As part of my immune-system-enhancement focus this round, I'm looking more deeply at the mind-body connection, specifically the impact from the Knapp-chaos. Along with the drug terbinafine which immediately precipitated the nerve damage onset in 2011, the Knapp-trauma timeline also parallels the onset. I have no doubt it had an impact on my immune system. How much? I don't know. But, it was definitely traumatic...to my very core.

To help with my mind-body approach, I'm using something I used in the past that was a game changer when I overcame previous decades of chronic illness. I'm using Dr. David Schechter's MindBody Workbook, which I already own.

Compared to sixteen years ago when I used this same Workbook, my approach this time is slightly different. Sixteen years ago, emotional suppression was the cause of the pain from my then-herniated disc. Doing the work outlined in the Workbook rid those symptoms, and they have not returned. (Knock on wood...or maybe I should say, "Tap on Groot.")

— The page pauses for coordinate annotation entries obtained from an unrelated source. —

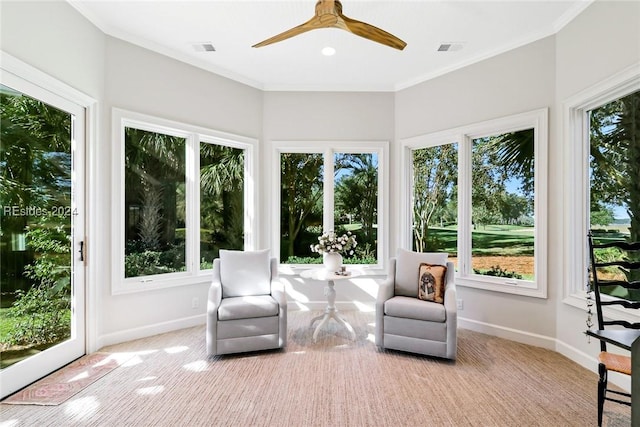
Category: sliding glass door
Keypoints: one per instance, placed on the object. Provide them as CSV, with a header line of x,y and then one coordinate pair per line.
x,y
42,312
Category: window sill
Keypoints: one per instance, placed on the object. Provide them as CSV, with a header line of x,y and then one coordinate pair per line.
x,y
153,283
509,286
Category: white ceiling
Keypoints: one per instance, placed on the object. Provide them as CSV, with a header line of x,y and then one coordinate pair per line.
x,y
481,28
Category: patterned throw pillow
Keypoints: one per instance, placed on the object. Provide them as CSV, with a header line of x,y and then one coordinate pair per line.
x,y
431,282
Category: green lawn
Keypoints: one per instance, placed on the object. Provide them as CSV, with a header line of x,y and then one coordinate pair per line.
x,y
488,240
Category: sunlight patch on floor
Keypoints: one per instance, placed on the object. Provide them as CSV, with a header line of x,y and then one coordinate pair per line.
x,y
197,366
83,408
150,391
176,349
80,376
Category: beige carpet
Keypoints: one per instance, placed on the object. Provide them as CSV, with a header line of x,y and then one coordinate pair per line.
x,y
335,382
66,382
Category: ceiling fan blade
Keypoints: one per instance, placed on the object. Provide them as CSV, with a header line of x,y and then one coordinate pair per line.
x,y
370,32
311,24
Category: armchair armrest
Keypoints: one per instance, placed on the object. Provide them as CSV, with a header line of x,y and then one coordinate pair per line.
x,y
385,292
451,309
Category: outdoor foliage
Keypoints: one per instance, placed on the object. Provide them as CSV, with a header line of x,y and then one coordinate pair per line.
x,y
355,204
35,193
41,316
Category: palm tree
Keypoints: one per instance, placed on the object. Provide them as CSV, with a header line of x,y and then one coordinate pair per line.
x,y
301,177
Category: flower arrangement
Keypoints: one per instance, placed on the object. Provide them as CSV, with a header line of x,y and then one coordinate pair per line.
x,y
331,242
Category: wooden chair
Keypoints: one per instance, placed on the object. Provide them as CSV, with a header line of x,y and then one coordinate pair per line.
x,y
622,284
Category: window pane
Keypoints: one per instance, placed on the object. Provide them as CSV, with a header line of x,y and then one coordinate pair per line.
x,y
35,224
356,203
435,200
503,205
614,172
155,203
301,192
221,201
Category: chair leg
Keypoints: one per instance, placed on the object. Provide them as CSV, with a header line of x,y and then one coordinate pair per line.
x,y
602,389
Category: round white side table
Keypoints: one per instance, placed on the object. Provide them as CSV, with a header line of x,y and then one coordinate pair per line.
x,y
330,312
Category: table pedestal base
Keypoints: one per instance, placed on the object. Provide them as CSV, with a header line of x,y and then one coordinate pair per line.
x,y
331,313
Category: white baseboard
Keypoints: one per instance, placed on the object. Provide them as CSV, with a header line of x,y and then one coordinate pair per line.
x,y
581,358
340,306
147,331
572,353
508,333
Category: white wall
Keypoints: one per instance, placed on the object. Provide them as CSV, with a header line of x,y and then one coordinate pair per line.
x,y
68,48
600,42
146,82
517,81
53,37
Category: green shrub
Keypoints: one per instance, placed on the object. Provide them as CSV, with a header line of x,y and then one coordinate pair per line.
x,y
496,271
41,316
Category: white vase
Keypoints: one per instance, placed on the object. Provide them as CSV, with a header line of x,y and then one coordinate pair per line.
x,y
332,261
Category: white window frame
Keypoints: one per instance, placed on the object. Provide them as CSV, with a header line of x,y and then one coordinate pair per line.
x,y
328,149
464,136
576,179
193,135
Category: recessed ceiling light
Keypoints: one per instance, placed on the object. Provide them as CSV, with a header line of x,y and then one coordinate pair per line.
x,y
450,46
328,51
204,47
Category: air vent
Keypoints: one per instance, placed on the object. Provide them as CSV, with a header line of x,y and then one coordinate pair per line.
x,y
450,47
204,47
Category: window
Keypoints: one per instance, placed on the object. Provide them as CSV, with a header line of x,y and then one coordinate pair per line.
x,y
435,199
602,182
329,189
154,203
614,184
475,193
182,195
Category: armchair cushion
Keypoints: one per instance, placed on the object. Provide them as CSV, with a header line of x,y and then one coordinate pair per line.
x,y
244,273
431,282
408,263
413,308
247,307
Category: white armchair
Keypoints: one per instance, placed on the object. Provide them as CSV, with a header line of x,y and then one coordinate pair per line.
x,y
408,323
247,305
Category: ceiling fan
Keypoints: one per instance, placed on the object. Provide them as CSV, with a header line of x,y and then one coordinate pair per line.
x,y
329,15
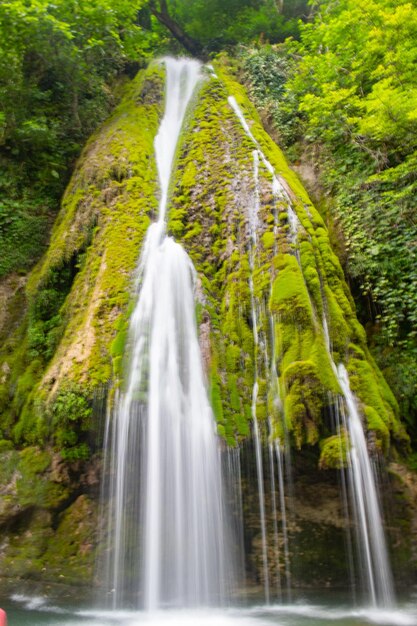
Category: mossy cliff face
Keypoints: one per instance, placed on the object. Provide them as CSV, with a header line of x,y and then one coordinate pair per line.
x,y
56,366
267,279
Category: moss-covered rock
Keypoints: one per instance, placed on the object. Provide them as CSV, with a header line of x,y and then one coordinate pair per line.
x,y
275,314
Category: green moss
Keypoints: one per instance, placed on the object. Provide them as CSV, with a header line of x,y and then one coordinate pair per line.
x,y
34,487
289,298
268,240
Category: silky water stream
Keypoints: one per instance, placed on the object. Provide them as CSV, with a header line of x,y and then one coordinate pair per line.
x,y
170,558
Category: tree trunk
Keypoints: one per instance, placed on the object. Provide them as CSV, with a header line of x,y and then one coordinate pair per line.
x,y
191,45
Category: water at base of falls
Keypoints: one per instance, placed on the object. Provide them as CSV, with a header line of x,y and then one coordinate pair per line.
x,y
167,519
167,516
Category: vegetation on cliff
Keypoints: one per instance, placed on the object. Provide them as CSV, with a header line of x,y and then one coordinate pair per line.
x,y
262,300
343,100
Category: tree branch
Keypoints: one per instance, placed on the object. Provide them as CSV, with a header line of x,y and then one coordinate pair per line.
x,y
162,15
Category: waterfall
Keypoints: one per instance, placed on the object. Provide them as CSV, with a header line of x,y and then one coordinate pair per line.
x,y
373,554
168,519
373,551
168,522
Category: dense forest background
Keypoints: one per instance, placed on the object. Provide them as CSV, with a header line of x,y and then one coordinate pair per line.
x,y
334,81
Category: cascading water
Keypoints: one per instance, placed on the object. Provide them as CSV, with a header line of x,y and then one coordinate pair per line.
x,y
168,524
373,551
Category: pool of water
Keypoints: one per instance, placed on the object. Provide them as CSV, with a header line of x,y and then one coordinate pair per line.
x,y
37,611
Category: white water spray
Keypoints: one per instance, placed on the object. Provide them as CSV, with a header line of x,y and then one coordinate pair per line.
x,y
169,546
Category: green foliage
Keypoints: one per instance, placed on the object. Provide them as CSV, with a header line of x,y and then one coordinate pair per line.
x,y
350,95
71,414
217,24
57,61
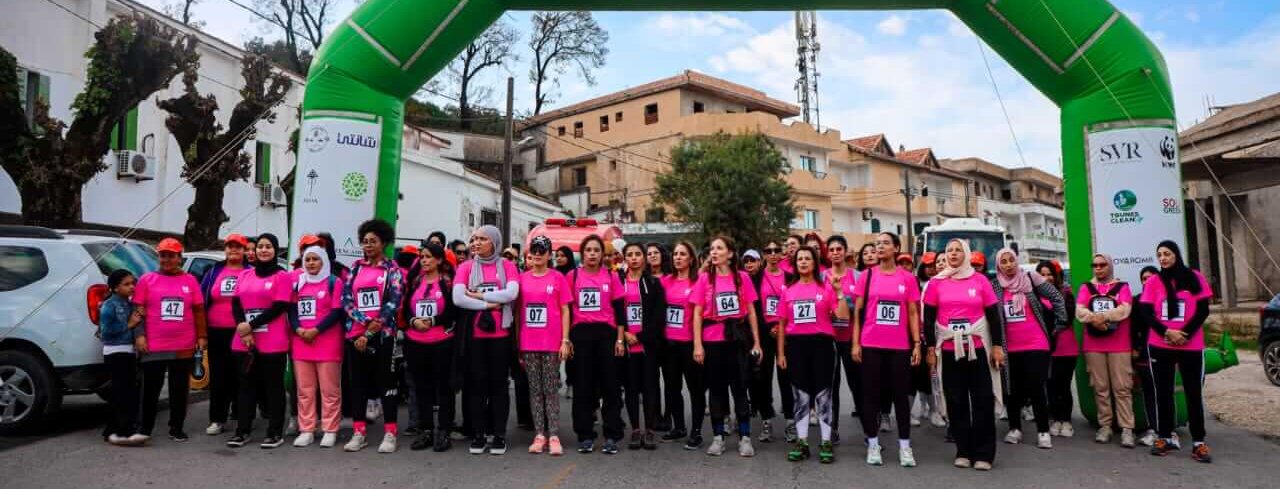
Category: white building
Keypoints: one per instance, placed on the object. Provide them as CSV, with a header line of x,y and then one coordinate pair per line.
x,y
50,42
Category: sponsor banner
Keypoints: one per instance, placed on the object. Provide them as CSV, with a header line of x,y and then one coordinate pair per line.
x,y
336,182
1136,195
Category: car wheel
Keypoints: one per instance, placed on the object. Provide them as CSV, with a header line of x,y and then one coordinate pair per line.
x,y
28,394
1271,361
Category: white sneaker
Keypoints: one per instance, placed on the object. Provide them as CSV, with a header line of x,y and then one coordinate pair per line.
x,y
717,447
1014,437
905,457
328,440
744,447
305,439
873,456
356,443
1043,440
388,444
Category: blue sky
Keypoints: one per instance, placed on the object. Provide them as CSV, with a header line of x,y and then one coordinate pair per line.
x,y
915,76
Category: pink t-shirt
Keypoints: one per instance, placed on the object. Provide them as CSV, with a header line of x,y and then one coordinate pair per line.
x,y
1023,332
721,302
426,301
540,302
679,315
886,323
772,287
594,293
314,302
220,298
168,304
808,309
257,295
489,283
960,302
1118,341
1153,292
844,329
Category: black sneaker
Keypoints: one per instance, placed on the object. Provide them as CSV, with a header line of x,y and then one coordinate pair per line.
x,y
611,447
498,446
238,440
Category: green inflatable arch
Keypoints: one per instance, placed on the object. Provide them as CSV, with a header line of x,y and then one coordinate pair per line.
x,y
1092,62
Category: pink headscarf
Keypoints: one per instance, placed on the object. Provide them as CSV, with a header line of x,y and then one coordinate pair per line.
x,y
1020,283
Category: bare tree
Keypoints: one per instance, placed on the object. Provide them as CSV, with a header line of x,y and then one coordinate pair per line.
x,y
492,49
562,41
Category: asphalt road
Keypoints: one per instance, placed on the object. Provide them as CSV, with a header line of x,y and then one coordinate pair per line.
x,y
74,456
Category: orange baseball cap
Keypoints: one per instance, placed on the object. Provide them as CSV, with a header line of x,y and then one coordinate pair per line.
x,y
169,245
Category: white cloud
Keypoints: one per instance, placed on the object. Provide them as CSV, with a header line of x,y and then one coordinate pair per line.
x,y
892,26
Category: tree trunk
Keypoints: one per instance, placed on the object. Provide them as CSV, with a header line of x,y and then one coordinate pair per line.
x,y
205,215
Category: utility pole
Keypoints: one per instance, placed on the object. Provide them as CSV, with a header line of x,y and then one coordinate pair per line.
x,y
506,165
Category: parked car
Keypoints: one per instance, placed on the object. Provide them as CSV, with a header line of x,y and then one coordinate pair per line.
x,y
51,283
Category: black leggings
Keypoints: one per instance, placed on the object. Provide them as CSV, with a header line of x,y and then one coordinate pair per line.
x,y
681,366
373,376
886,371
597,380
260,375
726,375
762,380
970,405
432,369
640,388
1164,365
1060,402
488,397
223,376
1028,373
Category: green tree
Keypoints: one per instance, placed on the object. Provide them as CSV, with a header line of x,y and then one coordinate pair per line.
x,y
728,184
213,156
131,58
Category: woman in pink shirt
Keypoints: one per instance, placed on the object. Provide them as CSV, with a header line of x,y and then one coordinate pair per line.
x,y
680,368
963,324
1104,309
261,347
805,337
723,323
544,323
887,344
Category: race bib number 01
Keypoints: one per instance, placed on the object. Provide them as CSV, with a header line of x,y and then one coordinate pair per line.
x,y
535,315
888,314
307,307
172,309
589,300
804,312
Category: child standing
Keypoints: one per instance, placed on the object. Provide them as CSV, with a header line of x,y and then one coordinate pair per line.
x,y
117,320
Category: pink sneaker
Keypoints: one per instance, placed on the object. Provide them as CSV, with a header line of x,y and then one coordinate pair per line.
x,y
539,443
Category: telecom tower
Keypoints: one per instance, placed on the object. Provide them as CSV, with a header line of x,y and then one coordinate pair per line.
x,y
807,60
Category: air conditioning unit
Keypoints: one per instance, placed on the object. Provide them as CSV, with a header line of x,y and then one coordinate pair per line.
x,y
274,196
136,165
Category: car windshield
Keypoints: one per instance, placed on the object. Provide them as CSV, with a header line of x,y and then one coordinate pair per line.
x,y
131,256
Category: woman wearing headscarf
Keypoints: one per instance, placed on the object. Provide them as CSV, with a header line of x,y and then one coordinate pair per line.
x,y
1175,305
318,320
261,305
1104,309
485,288
964,325
1033,311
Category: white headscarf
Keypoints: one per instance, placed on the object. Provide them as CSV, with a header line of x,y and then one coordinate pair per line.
x,y
305,278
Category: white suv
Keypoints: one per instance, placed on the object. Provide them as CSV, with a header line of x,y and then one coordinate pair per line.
x,y
51,283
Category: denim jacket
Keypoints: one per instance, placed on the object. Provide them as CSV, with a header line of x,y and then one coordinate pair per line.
x,y
114,321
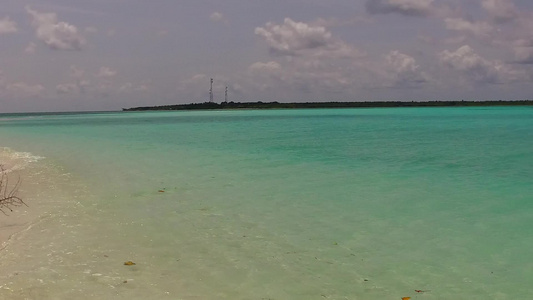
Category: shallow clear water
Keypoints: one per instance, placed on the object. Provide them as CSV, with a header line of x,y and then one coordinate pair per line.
x,y
278,204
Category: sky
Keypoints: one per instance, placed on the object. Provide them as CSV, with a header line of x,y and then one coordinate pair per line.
x,y
81,55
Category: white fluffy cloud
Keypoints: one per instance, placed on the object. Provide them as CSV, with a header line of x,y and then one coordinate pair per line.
x,y
301,39
56,34
471,67
405,71
481,30
106,72
22,89
500,10
7,26
216,17
292,37
30,49
403,7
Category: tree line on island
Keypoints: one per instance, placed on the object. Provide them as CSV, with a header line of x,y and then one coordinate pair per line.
x,y
302,105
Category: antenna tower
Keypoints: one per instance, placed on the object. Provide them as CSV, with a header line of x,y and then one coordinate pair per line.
x,y
226,95
211,91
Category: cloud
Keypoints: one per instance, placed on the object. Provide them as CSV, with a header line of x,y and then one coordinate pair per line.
x,y
481,30
22,89
55,34
129,87
67,88
7,26
500,10
269,66
474,68
30,49
91,29
216,17
404,70
417,8
106,72
523,55
297,38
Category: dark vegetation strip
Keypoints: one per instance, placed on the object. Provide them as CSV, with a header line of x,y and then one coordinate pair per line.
x,y
368,104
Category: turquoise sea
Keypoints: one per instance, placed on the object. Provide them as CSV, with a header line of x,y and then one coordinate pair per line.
x,y
385,203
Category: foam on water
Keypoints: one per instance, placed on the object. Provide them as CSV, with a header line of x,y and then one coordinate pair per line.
x,y
321,204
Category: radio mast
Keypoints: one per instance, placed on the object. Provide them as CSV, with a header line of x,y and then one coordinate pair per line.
x,y
226,95
211,91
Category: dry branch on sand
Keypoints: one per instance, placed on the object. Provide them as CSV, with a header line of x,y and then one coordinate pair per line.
x,y
8,196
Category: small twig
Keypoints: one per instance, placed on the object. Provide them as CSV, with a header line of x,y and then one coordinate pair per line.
x,y
8,196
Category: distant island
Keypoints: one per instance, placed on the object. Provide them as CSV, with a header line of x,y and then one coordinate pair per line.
x,y
301,105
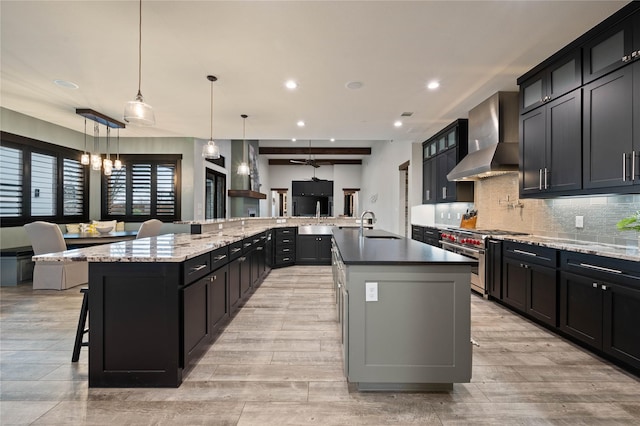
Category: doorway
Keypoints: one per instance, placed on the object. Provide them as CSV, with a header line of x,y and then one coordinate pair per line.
x,y
215,195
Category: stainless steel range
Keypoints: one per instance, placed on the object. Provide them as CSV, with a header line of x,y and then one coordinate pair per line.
x,y
472,243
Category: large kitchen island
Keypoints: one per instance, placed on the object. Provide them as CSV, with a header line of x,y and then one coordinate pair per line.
x,y
404,309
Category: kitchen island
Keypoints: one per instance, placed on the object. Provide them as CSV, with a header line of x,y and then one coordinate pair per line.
x,y
404,309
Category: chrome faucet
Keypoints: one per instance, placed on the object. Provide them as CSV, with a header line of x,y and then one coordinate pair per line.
x,y
364,213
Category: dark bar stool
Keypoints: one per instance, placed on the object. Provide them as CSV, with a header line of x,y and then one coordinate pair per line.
x,y
82,321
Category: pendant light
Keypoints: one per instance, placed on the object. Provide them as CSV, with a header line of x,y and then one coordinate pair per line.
x,y
137,111
117,164
243,168
85,159
211,151
96,161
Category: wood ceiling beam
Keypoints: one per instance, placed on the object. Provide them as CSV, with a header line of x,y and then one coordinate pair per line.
x,y
321,162
267,150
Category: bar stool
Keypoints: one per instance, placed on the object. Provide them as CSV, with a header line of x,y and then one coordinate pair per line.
x,y
82,321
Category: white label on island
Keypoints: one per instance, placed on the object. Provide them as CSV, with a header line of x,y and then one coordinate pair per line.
x,y
371,292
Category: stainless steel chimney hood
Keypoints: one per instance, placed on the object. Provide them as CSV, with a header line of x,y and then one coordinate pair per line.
x,y
493,139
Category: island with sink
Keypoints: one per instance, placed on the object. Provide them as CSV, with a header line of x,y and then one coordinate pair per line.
x,y
404,312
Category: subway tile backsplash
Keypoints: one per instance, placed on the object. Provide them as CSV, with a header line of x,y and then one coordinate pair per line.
x,y
499,207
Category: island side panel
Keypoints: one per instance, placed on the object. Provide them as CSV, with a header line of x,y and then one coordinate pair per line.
x,y
134,323
419,330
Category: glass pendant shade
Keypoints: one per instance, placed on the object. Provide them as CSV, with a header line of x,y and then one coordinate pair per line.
x,y
211,151
243,169
139,113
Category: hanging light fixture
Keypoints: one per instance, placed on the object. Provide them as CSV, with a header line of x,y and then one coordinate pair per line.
x,y
243,168
117,164
211,151
85,159
137,111
96,161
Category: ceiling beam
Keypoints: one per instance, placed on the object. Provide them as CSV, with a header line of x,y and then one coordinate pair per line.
x,y
267,150
321,162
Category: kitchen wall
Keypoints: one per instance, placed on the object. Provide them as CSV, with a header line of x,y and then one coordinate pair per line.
x,y
496,200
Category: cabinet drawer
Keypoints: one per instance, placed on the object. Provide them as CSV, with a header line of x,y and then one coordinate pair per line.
x,y
235,250
196,268
219,257
601,268
529,253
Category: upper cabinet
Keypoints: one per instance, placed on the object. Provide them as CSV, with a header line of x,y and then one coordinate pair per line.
x,y
580,118
612,49
552,82
441,153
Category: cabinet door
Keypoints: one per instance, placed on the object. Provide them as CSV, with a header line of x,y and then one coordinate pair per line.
x,y
219,302
563,169
429,181
514,284
195,305
608,130
532,150
542,294
621,322
605,53
581,308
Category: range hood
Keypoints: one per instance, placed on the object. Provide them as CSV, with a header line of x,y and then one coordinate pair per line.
x,y
493,139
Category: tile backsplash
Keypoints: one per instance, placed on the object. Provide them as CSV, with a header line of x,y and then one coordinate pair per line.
x,y
499,207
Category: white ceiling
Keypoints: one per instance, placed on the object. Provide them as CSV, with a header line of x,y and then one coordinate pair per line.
x,y
393,47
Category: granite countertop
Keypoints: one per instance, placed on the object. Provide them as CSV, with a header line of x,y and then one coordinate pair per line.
x,y
357,250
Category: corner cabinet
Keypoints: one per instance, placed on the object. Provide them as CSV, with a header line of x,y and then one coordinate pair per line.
x,y
441,153
600,304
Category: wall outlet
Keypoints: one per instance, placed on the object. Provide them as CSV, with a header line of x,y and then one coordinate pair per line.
x,y
371,292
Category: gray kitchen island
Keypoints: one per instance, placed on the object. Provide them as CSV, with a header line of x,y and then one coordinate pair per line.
x,y
404,311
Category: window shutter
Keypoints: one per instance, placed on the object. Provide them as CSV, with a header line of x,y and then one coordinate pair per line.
x,y
10,182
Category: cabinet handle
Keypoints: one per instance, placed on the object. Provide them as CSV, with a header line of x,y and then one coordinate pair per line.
x,y
600,268
525,252
540,179
197,268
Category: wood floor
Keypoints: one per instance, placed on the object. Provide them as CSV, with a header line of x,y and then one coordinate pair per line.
x,y
278,362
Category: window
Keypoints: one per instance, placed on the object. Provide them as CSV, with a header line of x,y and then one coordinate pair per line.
x,y
146,187
41,181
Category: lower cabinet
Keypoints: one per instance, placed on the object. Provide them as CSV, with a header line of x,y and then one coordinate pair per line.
x,y
600,305
530,281
313,250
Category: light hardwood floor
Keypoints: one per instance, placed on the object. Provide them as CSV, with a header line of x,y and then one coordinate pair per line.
x,y
279,362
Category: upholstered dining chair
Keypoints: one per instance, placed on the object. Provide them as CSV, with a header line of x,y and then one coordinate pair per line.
x,y
47,238
149,228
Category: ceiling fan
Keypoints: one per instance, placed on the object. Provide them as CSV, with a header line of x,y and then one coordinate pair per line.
x,y
309,161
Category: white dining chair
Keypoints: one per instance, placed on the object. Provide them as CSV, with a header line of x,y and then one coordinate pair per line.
x,y
149,228
47,238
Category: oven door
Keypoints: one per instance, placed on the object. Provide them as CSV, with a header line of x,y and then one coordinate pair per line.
x,y
477,272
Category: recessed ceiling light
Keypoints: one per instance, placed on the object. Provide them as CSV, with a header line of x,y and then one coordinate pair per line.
x,y
66,84
291,84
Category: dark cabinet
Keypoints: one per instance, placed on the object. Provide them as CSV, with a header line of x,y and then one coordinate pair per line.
x,y
313,250
610,149
530,282
284,247
441,153
600,304
550,147
554,81
493,270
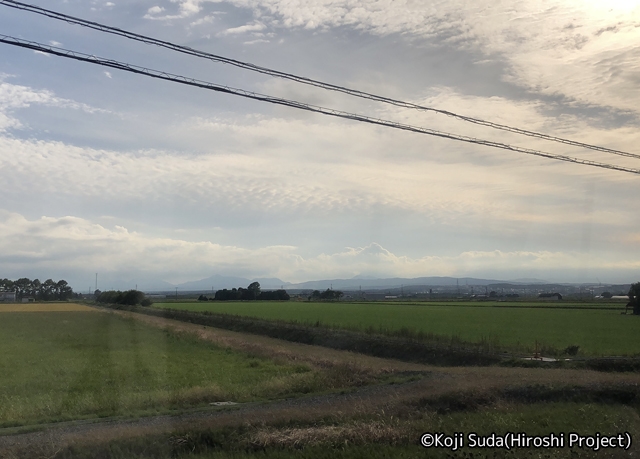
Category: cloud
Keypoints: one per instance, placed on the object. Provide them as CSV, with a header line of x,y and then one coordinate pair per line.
x,y
13,97
584,51
186,9
254,27
82,246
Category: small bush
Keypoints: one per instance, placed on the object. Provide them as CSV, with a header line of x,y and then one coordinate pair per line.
x,y
571,350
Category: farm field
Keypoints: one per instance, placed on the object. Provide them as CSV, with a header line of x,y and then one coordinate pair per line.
x,y
596,331
78,364
86,364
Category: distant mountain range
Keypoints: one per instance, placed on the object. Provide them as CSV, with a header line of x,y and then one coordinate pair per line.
x,y
218,282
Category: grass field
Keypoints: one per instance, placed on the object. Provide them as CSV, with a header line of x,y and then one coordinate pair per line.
x,y
596,331
68,365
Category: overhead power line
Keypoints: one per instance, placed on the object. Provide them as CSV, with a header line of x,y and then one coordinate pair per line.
x,y
294,104
328,86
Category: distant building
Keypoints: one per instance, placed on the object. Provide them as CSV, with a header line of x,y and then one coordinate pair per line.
x,y
8,297
550,296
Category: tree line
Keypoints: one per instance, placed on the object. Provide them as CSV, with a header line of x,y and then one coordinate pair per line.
x,y
328,294
251,293
48,290
129,297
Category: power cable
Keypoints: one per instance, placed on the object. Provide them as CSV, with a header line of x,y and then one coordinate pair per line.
x,y
304,80
294,104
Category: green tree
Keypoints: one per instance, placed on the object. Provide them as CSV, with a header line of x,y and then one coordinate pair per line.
x,y
634,297
254,290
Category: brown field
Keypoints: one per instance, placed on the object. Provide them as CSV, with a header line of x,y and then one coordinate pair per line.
x,y
44,307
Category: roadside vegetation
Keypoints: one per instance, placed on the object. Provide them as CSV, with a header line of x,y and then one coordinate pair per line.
x,y
73,365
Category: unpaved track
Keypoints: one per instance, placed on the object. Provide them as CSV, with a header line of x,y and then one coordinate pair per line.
x,y
370,399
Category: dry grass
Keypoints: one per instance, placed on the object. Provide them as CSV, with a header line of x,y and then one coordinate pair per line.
x,y
273,348
44,307
358,433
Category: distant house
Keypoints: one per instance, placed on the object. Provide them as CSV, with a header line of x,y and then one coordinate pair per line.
x,y
8,297
549,296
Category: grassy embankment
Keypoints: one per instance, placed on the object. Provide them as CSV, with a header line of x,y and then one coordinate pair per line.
x,y
70,365
392,432
555,326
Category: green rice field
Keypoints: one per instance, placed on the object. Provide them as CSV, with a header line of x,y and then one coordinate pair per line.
x,y
598,329
76,364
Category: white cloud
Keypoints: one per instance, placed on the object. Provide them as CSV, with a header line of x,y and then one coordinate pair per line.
x,y
254,27
14,97
83,246
585,51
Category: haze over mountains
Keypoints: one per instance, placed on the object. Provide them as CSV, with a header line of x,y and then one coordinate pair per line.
x,y
218,281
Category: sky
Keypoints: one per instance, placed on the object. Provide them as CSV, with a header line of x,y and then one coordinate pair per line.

I do not think the cause of the current nerve damage was/is emotional suppression. I think the terbinafine was the cause, the straw on the camel's back. (I am not the only person to develop nerve damage as a side effect of terbinafine.) But, I do think the Knapp-trauma deeply and negatively impacted my immune system. That, coupled with the terbinafine and regular life stessors at the time, set up a perfect storm in my body.

The result was chaos in my immune function.

So my approach this round is to focus on accessing the impact of the Knapp-trauma, acknowledging it, and hopefully letting go of any continued suppression, if there is any. And in so doing, helping my immune system.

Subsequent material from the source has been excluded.